SEATTLE -- The battle has begun over Seattle’s $1 billion plan to help repair and replace the city’s aging roads and bridges.
Today, Mayor Ed Murray officially launched the campaign to pass the historic property tax measure this November. “We can make this city a livable city,” Murray said at a news conference near a deteriorating bridge along Fairview Avenue.
The money will be used to tackle the backlog of road and bridge repairs. Murray is banking on the fact that residents will agree to pony up to help bring the city’s infrastructure into the 21st century.
“Many of these existing arterials were designed 60 years ago,” Murray said. “They have not kept pace with our growing population. We are overdue to re-engineer how we as Seattleites move through our city.”
But critics are already organized. They focus on the sticker shock and the fact that leaders are pricing people out of the city. “It’s too expensive,” said Eugene Wasserman, President of the North Seattle Industrial Association. “No accountability. No congestion relief. And we just don’t see how this is a good deal for the citizens.”

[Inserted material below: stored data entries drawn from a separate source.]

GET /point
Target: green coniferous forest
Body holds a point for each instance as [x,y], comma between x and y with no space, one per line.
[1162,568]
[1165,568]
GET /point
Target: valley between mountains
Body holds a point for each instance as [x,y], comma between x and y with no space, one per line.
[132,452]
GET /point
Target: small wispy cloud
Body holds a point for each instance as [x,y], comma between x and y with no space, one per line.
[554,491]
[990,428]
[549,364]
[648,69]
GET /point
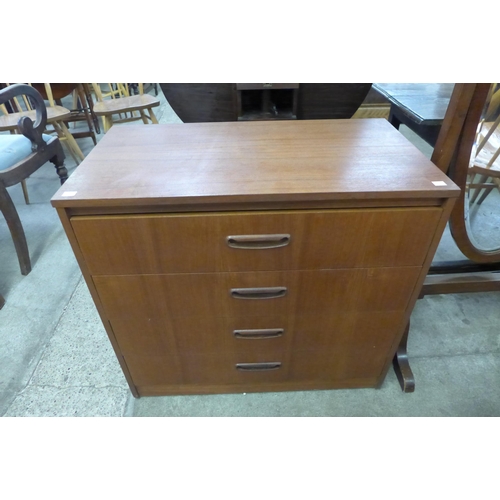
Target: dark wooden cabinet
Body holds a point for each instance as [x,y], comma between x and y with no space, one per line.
[255,256]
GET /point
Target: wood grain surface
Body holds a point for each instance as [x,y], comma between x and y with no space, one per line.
[251,162]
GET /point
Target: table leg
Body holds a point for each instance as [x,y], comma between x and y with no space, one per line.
[402,366]
[393,119]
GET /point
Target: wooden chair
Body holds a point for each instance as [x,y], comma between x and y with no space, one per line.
[485,160]
[56,117]
[21,155]
[452,153]
[119,101]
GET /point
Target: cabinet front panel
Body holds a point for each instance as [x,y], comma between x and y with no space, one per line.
[192,243]
[157,314]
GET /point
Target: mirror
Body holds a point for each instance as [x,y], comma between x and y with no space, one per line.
[482,189]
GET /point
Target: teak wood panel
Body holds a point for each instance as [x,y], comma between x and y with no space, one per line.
[240,162]
[175,314]
[347,359]
[191,243]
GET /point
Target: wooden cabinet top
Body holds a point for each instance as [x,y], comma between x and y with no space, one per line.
[195,164]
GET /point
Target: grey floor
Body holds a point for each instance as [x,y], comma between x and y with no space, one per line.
[55,358]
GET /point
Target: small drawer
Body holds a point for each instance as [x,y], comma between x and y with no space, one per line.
[216,369]
[270,241]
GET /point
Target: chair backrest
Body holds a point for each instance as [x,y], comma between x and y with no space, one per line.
[26,104]
[115,90]
[33,131]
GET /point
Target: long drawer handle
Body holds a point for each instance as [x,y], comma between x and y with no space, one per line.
[258,293]
[258,367]
[268,333]
[258,241]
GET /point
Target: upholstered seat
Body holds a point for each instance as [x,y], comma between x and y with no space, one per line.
[21,155]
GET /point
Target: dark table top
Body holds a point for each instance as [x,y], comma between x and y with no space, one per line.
[423,103]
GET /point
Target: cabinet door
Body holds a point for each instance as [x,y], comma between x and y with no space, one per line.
[192,243]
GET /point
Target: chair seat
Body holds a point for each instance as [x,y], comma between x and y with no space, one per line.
[124,104]
[54,113]
[14,148]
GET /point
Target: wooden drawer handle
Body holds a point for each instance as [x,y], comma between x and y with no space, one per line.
[268,333]
[258,241]
[258,367]
[258,293]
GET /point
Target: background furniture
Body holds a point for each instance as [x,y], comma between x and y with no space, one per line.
[267,101]
[452,155]
[20,156]
[255,256]
[419,106]
[218,102]
[118,101]
[82,110]
[56,116]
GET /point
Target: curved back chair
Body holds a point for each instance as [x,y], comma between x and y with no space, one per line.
[22,154]
[119,101]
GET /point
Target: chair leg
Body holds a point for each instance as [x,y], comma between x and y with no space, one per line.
[107,123]
[71,141]
[58,161]
[62,137]
[25,192]
[16,230]
[152,115]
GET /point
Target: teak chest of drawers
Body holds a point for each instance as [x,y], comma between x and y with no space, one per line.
[258,256]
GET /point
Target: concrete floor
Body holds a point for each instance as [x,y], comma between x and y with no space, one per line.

Here are the highlights of the Mayor’s big transportation plan:
- Repave 180 miles of arterials
- Reinforce 16 bridges
- Create 50 miles of protected bike lanes
- Build 150 new blocks of sidewalks
- Establish 7 Rapid Ride Bus corridors
And here’s how much the $930 million plan is going to cost:
- Average homeowner: $275/year for 9 years
The City’s current transportation levy, which expires this year, has cost the average homeowner $130/year.
Wasserman argues that the City doesn’t have a great track record when it comes to big projects, including the Seawall. We just learned that project is $70 million over budget.
The Move Seattle levy will be on the November ballot.